Research & Papers

Resonance Complexity Theory and the Architecture of Consciousness: A Field-Theoretic Model of Resonant Interference and Emergent Awareness

Consciousness may emerge from wave interference patterns, not neurons alone.

Deep Dive

Michael Arnold Bruna's new paper, 'Resonance Complexity Theory and the Architecture of Consciousness,' proposes that consciousness emerges from stable interference patterns of oscillatory neural activity. The theory, known as Resonance Complexity Theory (RCT), suggests these spatiotemporal attractors—formed by recursive feedback and constructive interference—must exceed critical thresholds in complexity, coherence, gain, and fractal dimensionality to give rise to conscious experience. The model formalizes this with a Complexity Index (CI), a composite metric that multiplicatively combines fractal dimensionality (D), signal gain (G), spatial coherence (C), and attractor dwell time (tau).
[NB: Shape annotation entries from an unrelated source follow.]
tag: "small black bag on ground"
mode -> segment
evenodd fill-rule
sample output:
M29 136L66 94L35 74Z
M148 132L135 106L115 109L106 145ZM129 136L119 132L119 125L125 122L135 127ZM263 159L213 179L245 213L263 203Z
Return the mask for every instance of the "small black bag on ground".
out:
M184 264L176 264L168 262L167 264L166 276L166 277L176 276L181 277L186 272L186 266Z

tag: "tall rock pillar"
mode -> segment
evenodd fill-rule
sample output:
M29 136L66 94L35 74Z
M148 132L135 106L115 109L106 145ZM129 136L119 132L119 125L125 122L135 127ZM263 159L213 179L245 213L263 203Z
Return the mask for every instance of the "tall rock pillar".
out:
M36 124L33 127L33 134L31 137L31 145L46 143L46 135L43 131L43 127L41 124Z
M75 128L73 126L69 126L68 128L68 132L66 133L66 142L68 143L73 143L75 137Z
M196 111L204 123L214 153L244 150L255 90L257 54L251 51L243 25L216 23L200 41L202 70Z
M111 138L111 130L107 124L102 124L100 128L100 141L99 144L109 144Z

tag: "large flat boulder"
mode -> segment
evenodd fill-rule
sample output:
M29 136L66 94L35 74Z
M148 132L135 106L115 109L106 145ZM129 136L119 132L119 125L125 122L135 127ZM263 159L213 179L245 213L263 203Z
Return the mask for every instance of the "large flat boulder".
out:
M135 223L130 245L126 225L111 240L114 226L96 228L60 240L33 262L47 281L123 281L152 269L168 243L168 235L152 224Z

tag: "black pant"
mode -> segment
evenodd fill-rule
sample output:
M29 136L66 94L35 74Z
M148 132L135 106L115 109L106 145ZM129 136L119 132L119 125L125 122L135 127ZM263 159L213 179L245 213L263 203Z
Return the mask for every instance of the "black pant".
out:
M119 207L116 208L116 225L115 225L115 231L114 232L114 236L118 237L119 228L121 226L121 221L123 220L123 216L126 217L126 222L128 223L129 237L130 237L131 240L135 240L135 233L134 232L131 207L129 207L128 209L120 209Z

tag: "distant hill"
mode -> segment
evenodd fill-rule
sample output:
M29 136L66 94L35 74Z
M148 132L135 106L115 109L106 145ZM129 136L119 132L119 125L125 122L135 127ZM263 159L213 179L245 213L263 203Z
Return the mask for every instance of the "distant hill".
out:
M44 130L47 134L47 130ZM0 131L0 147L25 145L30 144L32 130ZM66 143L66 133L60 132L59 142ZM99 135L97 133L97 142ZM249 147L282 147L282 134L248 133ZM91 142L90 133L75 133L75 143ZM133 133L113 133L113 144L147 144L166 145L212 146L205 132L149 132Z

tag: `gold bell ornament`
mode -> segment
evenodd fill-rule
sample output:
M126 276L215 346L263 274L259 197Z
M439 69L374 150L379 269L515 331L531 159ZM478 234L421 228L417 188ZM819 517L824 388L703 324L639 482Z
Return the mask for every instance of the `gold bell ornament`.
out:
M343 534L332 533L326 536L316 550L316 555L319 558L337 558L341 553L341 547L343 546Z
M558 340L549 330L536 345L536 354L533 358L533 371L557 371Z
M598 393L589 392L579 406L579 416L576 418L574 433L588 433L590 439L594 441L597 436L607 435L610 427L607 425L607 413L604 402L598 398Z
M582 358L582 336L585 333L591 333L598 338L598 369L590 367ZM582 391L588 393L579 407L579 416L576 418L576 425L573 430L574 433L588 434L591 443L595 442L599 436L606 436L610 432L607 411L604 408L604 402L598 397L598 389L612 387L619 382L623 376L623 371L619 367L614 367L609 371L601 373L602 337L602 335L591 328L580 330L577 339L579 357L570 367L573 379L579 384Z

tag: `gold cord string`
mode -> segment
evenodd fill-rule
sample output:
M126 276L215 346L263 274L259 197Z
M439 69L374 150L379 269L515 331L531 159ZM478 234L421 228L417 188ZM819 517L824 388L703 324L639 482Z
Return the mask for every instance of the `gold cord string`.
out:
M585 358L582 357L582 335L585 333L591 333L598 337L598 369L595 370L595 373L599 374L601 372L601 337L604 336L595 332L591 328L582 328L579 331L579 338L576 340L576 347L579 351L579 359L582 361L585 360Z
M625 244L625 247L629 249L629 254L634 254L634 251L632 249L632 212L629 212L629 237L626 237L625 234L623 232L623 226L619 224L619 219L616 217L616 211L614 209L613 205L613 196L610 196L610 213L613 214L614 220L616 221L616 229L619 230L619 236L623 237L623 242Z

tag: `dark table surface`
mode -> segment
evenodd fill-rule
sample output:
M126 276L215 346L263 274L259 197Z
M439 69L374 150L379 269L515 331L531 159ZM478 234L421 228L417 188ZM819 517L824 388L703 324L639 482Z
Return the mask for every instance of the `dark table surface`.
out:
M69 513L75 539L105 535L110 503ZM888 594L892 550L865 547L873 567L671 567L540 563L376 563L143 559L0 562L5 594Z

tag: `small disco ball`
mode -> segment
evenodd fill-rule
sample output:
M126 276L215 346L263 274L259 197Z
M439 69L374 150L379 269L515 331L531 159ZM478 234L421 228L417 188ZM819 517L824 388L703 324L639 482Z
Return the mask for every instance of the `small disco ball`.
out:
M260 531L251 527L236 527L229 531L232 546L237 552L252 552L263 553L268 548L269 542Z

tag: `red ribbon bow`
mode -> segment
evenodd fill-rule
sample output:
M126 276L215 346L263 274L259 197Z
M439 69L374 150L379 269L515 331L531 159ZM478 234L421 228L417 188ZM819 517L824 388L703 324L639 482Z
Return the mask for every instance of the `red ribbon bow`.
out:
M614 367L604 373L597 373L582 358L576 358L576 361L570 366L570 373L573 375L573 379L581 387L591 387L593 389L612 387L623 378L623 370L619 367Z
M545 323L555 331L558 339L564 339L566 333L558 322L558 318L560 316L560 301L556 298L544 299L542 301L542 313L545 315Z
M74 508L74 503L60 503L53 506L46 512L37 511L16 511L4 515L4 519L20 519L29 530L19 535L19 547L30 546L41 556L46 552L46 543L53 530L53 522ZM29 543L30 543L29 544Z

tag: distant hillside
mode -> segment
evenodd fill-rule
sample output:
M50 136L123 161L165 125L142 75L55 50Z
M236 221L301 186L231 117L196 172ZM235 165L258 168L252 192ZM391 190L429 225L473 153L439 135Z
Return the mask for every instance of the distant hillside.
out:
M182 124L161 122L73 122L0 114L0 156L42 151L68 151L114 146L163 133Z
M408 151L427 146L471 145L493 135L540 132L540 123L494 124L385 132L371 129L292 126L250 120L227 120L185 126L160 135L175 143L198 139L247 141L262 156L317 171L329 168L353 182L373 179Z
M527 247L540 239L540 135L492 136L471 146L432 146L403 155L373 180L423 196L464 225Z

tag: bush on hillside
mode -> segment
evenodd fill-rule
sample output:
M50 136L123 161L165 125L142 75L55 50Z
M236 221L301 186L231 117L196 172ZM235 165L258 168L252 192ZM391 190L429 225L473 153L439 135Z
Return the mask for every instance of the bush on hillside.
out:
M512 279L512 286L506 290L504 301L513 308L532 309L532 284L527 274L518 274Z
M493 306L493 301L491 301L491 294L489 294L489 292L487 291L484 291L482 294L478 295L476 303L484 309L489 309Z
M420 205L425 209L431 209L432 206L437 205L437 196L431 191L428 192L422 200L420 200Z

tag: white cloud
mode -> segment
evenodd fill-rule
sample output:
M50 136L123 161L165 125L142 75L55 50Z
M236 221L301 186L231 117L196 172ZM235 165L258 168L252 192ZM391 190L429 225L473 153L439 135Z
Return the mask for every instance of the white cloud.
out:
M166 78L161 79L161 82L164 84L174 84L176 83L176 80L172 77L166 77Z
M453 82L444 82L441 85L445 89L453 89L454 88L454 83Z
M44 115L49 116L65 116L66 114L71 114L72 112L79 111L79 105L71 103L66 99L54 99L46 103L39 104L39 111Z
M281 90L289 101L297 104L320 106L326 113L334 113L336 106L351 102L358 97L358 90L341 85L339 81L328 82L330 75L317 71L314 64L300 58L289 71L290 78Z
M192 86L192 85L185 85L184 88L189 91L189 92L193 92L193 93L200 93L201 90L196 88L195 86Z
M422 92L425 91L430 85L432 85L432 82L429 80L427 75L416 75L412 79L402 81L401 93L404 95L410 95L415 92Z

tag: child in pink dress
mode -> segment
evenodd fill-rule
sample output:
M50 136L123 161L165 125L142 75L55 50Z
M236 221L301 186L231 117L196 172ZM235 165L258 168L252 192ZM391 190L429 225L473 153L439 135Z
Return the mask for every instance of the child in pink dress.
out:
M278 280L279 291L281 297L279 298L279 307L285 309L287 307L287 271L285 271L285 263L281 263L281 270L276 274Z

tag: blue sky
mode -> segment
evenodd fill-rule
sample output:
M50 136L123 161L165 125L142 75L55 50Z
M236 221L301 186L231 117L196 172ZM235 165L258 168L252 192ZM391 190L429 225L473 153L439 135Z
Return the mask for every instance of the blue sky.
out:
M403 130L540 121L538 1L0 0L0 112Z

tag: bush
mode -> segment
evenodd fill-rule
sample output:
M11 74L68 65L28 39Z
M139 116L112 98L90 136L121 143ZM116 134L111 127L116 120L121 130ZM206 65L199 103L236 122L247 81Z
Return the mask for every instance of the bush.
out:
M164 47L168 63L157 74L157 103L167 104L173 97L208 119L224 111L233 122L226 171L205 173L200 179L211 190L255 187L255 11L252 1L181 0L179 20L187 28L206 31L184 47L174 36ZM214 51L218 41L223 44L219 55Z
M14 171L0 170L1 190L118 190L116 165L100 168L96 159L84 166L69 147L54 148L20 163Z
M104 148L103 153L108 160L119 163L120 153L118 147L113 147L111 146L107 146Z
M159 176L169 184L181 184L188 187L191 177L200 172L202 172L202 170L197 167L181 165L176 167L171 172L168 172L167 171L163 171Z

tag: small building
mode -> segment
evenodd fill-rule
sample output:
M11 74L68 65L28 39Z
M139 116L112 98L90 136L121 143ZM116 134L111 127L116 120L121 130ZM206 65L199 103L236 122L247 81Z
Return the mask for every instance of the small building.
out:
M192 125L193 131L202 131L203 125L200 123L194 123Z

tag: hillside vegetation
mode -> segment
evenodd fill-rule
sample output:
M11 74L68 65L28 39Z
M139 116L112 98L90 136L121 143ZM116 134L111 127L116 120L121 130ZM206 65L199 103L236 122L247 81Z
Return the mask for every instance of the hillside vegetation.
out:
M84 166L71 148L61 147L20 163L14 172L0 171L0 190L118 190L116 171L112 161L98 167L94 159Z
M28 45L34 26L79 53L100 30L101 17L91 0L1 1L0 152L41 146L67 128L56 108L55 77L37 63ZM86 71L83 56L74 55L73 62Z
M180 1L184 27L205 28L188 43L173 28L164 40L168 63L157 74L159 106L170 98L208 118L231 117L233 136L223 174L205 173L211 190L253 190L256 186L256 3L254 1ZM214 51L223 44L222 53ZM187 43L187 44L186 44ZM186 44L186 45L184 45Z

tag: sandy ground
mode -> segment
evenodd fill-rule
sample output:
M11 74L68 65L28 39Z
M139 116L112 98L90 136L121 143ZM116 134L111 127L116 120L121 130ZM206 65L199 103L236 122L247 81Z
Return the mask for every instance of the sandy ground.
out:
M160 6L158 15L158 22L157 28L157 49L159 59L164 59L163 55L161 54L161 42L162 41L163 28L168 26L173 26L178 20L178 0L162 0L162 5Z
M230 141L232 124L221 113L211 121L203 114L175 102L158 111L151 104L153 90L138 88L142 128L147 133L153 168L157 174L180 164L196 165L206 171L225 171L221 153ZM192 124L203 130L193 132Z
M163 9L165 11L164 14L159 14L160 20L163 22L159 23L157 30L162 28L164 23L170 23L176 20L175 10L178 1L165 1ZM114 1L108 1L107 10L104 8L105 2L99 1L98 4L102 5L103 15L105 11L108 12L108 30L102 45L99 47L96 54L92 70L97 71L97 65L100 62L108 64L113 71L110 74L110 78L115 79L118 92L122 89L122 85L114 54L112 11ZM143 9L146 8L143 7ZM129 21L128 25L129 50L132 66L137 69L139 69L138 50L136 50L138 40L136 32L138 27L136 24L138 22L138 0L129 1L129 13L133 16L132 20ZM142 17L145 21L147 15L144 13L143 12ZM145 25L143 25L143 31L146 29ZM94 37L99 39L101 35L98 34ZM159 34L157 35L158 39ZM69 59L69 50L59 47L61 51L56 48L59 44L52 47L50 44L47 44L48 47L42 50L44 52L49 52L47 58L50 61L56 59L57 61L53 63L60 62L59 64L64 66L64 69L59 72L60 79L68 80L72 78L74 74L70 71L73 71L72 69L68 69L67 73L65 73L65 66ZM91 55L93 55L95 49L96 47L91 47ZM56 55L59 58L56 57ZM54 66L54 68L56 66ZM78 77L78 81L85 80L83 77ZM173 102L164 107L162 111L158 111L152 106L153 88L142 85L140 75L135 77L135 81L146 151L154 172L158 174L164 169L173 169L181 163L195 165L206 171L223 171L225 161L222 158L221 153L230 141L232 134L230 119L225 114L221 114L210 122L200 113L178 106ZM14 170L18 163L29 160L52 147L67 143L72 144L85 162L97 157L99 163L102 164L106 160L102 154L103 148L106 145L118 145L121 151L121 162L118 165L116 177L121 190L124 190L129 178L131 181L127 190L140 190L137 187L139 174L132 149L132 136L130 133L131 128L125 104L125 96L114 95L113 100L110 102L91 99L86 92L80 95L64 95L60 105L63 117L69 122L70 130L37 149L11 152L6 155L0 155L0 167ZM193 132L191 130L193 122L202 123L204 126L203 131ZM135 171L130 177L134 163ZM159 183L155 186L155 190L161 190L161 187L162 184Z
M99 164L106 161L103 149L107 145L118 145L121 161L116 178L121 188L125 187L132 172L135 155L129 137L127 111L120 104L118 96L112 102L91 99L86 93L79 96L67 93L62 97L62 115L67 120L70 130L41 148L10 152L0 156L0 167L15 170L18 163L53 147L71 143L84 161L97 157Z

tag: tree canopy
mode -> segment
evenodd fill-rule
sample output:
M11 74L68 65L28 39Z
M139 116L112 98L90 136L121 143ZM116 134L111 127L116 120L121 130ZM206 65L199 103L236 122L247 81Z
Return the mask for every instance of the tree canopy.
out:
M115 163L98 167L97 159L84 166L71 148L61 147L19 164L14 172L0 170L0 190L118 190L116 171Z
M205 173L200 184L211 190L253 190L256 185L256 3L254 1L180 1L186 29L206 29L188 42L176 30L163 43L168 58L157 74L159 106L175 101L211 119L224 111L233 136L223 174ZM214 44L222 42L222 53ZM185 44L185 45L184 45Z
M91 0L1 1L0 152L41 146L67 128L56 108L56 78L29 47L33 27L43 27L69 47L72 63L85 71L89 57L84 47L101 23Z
To test RCT, Bruna developed a minimal 2D neural field simulation using radial wave sources. The system produced coherent, attractor-like excitation patterns through recursive constructive interference alone—without external input, regional coding, or imposed structure. These patterns met the theoretical CI thresholds, demonstrating that resonance-based attractors and consciousness-like dynamics can arise purely from wave physics. The work, published on arXiv and including full simulation code, offers a unified dynamical framework for modeling awareness as an emergent property of organized complexity in oscillatory systems, potentially impacting AI, neuroscience, and the philosophy of mind.

Key Points
  • RCT proposes consciousness emerges from stable interference patterns of neural oscillations, not symbolic representation.
  • The Complexity Index (CI) combines fractal dimensionality, gain, coherence, and dwell time to measure conscious states.
  • A 2D neural field simulation produced coherent attractor patterns purely from wave interference, meeting CI thresholds.

Why It Matters

This could reshape how we build conscious AI and understand the fundamental physics of awareness.